Throughout his career, Ibish was a staunch supporter of Islamic culture, and instrumental in bringing an understanding of Islam to the non-Islamic world. In 1976 he played a key role in the organizing the World of Islam Festival in London. Rich in art exhibitions, lectures, conferences, concerts, films, books and catalogues, the exhibition, which also sponsored smaller exhibitions throughout Great Britain, was described as perhaps the most important cultural event on Islam ever held in the West.

Ibish published 24 books and 70 articles throughout his scholarly career. He served on the boards of the Islamic Culture Center in Beirut, the Von Kremmer Foundation in Switzerland, and the Imperial Academy of Philosophy in Tehran, and as member of the Steering Committee of King Abdul Aziz University’s Hajj Research Center in Jeddah. Until his death Ibish was director of the Al-Furqan Islamic Heritage Foundation in London.

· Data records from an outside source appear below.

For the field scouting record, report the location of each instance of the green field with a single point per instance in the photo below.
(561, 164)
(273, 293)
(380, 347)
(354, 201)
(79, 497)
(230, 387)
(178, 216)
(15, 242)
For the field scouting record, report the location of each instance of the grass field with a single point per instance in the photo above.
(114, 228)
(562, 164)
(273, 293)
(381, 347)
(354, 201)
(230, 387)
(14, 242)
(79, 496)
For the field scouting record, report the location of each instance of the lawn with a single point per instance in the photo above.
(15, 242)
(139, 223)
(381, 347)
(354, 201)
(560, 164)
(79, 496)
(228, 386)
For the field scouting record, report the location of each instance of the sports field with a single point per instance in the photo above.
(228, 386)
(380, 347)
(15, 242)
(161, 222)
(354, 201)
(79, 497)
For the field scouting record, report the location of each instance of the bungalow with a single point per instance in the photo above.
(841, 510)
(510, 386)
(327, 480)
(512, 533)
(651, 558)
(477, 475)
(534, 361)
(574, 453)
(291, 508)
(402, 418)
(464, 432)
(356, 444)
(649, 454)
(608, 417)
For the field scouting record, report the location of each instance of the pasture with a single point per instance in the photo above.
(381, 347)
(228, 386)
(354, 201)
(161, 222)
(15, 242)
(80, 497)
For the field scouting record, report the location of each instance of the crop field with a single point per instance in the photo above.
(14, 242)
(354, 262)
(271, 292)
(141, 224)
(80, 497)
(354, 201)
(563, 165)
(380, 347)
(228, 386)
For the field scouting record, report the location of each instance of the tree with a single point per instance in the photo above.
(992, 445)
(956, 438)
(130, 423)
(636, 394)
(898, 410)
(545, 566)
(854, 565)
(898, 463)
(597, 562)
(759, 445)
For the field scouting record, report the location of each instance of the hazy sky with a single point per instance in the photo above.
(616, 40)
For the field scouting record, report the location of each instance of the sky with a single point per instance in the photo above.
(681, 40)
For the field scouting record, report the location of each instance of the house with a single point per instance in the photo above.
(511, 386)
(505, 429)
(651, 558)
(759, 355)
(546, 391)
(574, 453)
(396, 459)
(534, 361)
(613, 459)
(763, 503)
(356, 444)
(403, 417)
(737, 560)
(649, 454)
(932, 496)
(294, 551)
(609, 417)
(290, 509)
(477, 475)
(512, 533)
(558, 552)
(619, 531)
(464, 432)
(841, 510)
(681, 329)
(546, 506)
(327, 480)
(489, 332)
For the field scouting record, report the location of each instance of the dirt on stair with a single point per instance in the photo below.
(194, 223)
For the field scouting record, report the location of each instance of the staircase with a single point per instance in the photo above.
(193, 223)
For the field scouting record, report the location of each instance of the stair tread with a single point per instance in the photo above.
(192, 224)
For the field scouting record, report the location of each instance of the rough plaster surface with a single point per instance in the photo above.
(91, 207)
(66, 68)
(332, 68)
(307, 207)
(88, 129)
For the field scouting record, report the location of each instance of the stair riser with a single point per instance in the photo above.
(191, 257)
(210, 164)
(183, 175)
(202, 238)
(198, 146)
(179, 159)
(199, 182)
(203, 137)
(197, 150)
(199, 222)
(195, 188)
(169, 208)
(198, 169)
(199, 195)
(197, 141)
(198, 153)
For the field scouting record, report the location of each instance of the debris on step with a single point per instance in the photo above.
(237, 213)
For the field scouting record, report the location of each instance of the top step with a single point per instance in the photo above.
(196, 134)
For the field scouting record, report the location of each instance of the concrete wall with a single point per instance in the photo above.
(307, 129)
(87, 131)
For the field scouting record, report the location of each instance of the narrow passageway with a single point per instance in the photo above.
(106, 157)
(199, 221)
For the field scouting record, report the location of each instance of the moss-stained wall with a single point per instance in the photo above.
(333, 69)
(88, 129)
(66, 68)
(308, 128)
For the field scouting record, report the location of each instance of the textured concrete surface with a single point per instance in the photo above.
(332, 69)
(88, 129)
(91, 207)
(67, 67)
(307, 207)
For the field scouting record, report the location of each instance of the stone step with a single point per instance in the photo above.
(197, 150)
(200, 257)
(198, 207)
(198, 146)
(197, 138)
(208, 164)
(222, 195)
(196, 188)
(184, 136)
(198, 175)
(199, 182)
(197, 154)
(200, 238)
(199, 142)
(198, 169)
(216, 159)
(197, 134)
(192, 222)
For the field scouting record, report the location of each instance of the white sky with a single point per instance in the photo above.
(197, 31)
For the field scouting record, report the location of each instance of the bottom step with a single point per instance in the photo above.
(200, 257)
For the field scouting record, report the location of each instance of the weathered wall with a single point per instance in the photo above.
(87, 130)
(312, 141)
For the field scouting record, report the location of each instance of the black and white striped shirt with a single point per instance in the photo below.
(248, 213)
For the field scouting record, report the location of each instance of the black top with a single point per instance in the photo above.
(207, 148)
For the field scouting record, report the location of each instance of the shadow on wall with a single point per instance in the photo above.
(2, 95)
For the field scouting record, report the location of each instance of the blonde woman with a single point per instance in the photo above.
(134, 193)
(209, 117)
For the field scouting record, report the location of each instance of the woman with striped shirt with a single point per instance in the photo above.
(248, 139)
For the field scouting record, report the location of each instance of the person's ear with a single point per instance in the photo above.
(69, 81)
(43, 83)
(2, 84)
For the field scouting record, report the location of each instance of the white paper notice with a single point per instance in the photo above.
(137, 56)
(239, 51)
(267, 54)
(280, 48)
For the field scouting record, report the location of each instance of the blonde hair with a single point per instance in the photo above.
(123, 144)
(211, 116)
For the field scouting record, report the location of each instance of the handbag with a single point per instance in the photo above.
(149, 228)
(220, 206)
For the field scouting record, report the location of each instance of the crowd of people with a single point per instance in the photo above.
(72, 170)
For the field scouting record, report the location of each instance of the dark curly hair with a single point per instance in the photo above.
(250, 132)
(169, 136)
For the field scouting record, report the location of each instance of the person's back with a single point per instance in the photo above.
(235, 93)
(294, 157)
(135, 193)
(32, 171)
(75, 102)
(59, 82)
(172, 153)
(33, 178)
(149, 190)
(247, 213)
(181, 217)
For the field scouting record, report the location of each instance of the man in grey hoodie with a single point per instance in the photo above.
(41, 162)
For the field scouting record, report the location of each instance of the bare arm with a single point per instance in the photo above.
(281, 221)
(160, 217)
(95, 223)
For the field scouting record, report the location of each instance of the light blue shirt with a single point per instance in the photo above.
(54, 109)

Hala Salaam Maksoud, (BS ’64) a strong voice for Arab causes, Arab-American dialogue, and Arab women, died in April 2002 in Washington, DC at the age of 59. In the 1980s, during a highly visible education campaign to focus the US government on Arab suffering, she emerged as the founder and president of the Arab Women’s Council, becoming a tireless advocate of Arab-American, feminist, and progressive causes who attained the status of a nationally recognized figure in civil and human rights.

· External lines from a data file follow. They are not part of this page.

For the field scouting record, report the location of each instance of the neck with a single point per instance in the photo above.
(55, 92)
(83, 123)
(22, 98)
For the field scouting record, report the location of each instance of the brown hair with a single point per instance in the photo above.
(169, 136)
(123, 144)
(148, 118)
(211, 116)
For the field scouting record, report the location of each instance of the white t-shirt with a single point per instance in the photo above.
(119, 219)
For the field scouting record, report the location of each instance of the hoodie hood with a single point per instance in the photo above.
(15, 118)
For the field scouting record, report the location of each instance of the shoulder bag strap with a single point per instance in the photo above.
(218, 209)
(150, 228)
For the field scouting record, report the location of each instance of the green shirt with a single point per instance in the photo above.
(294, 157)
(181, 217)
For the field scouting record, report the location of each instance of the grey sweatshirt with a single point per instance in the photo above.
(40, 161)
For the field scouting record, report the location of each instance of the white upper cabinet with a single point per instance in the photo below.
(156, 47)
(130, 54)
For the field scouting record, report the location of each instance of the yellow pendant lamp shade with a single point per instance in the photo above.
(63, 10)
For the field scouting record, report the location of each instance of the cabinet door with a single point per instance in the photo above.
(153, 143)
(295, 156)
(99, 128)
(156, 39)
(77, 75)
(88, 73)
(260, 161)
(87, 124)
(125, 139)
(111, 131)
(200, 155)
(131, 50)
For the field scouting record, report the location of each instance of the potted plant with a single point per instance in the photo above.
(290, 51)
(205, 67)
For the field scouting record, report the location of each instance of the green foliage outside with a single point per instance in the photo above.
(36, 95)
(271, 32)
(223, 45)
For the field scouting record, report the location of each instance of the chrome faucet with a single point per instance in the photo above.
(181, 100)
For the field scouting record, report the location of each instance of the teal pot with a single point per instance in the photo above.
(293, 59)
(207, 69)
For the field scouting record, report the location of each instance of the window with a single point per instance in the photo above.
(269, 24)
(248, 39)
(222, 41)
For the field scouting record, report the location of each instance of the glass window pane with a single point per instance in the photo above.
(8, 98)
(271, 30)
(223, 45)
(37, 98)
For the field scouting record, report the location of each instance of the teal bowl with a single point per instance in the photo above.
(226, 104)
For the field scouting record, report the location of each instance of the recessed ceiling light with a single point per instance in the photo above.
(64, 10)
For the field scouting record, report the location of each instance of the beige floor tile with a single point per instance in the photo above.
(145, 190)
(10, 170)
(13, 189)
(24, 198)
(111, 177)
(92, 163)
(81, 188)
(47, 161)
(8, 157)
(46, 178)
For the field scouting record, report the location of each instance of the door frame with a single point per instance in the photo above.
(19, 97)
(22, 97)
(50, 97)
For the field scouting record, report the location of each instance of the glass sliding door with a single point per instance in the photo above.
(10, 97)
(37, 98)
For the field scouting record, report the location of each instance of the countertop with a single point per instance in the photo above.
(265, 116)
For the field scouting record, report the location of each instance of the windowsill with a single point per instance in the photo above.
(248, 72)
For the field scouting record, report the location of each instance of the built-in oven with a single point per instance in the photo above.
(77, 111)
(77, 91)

She went on to earn her master’s degree in government and her doctorate in political theory, both from Georgetown University. She taught courses on Arab women’s issues at Georgetown and on international relations at George Mason University.

From 1996 to 2001, Hala served as president of the American-Arab Anti-Discrimination Committee, an organization she helped found with Senator James Abourezk. She also had a long history of charitable activities, concluding with her establishment of the Hala Salaam Maksoud Foundation for Arab American Leadership in the final months of her life. In 2001, Georgetown University proposed to establish the Clovis and Hala Salaam Maksoud Chair in Arab Studies. Her husband, Clovis (BA ’48) survives her.

Victor Najjar (MD ’35), former chairman of the Department of Microbiology at Vanderbilt University and a highly regarded scientist, died on November 30, 2002 in Nashville. Born in Lebanon, Dr. Najjar trained at Johns Hopkins University after graduating from AUB. He joined Vanderbilt in 1957 to establish a microbiology department. During his career, Najjar made several discoveries that advanced knowledge of certain diseases. He and a colleague, Dr. John Crigler, reported their research on an inherited liver disorder that causes lifelong jaundice known as Crigler-Najjar syndrome. He was author of hundreds of articles and discovered a small molecule named Tuftsin, which assists the body’s immune system in fighting infection and removing abnormal cancer cells. In 1967 Najjar became Professor of the American Cancer Society and chairman of the molecular biology department at Tufts University School of Medicine. He returned
to Vanderbilt in 1992 as a senior faculty member in the Department of Pediatrics. He is survived by three children and seven grandchildren.

Majorie A. Sa’adah (BA ’37) was born in 1914 in the Armenian community of Konya, Turkey. Majorie, her mother, and two brothers became refugees after her father was killed by the Turks. The family moved to Beirut where Majorie went on to study at AUB and met her husband Mounir Sa’adah. They married in 1937. Majorie was fluent in four languages and worked at the Near East Supply Center and the American Embassy. The Sa’adahs moved to Woodstock, Vermont in 1946, where Mounir was a teacher and minister. In 1964 they moved to Connecticut where Majorie became the administrator at Yale University’s Southeast Asia Studies Program. The Sa’adahs moved back to Vermont for their retirement in 1991. She is
survived by her husband, two sons, and a daughter. A memorial service
is planned in Hanover, New Hampshire in May.